Stigler's law of eponymy is a process proposed by University of Chicago statistics professor Stephen Stigler in his 1980 publication "Stigler’s law of eponymy". It states that no scientific discovery is named after its original discoverer. Examples include Hubble's law which was derived by Georges Lemaître two years before Edwin Hubble, the Pythagorean theorem although it was known to Babylonian mathematicians before Pythagoras, and Halley's comet which was observed by astronomers since at least 240 BC. Stigler himself named the sociologist Robert K. Merton as the discoverer of "Stigler's law" to show that it follows its own decree.
Stigler's law of eponymy Wikipedia
Historical acclaim for discoveries is often assigned to persons of note who bring attention to an idea that is not yet widely known, whether or not that person was its original inventor – theories may be named long after their discovery. In the case of eponymy, the idea becomes named after that person, even if that person is acknowledged by historians of science not to be the one who discovered it. Often, several people will arrive at a new idea around the same time, as in the case of calculus. It can be dependent on the publicity of the new work and the fame of its publisher as to whether the scientist's name becomes historically associated.

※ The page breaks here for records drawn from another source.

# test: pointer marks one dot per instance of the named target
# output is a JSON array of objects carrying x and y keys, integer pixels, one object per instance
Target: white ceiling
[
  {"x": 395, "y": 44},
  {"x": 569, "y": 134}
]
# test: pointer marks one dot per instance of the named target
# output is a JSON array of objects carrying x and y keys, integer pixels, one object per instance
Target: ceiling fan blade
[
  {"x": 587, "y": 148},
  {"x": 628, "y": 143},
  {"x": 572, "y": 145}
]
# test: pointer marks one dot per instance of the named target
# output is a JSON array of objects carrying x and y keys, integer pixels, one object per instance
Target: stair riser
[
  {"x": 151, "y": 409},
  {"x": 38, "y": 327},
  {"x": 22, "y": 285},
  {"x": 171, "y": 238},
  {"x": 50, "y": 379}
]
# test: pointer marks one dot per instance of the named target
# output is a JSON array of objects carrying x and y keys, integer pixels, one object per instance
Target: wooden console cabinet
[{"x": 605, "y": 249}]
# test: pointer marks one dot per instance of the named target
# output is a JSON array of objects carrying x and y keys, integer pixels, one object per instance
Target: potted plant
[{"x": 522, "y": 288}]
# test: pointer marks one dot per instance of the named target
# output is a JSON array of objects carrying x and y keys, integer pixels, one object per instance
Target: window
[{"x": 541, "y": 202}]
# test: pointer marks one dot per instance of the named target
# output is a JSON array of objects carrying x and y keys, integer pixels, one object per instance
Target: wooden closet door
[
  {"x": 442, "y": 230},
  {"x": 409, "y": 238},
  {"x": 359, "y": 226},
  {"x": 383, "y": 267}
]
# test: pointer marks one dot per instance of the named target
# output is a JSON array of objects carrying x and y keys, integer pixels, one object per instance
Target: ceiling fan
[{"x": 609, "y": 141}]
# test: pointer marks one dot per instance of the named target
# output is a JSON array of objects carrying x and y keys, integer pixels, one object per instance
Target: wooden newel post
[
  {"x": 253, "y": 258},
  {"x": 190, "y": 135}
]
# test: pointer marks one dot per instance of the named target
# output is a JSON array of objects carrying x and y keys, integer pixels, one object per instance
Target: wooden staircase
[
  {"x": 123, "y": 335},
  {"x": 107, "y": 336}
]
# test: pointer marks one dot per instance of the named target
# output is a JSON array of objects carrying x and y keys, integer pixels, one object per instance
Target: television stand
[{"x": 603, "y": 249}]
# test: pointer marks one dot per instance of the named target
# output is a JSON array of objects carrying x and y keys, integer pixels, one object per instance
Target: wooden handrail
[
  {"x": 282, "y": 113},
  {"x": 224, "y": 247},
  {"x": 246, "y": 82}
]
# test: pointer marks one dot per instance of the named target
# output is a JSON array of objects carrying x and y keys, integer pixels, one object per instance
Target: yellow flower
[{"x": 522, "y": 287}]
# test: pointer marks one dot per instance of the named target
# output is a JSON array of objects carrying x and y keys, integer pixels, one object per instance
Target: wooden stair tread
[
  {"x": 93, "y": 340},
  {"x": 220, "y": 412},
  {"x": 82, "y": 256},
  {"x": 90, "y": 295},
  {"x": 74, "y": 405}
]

There is a similar quote attributed to Mark Twain: “It takes a thousand men to invent a telegraph, or a steam engine, or a phonograph, or a photograph, or a telephone or any other important thing—and the last man gets the credit and we forget the others. He added his little mite — that is all he did. These object lessons should teach us that ninety-nine parts of all things that proceed from the intellect are plagiarisms, pure and simple; and the lesson ought to make us modest. But nothing can do that.”
Stephen Stigler's father, the economist George Stigler, also examined the process of discovery in economics. He said, "If an earlier, valid statement of a theory falls on deaf ears, and a later restatement is accepted by the science, this is surely proof that the science accepts ideas only when they fit into the then-current [sic] state of the science." He gave several examples in which the original discoverer was not recognized as such.
The Matthew effect was coined by Robert K. Merton to describe how eminent scientists get more credit than a comparatively unknown researcher, even if their work is similar, so that credit will usually be given to researchers who are already famous. Merton notes that "this pattern of recognition, skewed in favor of the established scientist, appears principally (i) in cases of collaboration and (ii) in cases of independent multiple discoveries made by scientists of distinctly different rank." The effect applies specifically to women through the Matilda effect.
Boyer's law was named by Hubert Kennedy in 1972. It says, "Mathematical formulas and theorems are usually not named after their original discoverers" and was named after Carl Boyer, whose book History of Mathematics contains many examples of this law. Kennedy observed that "it is perhaps interesting to note that this is probably a rare instance of a law whose statement confirms its own validity".
"Everything of importance has been said before by somebody who did not discover it" is an adage attributed to Alfred North Whitehead.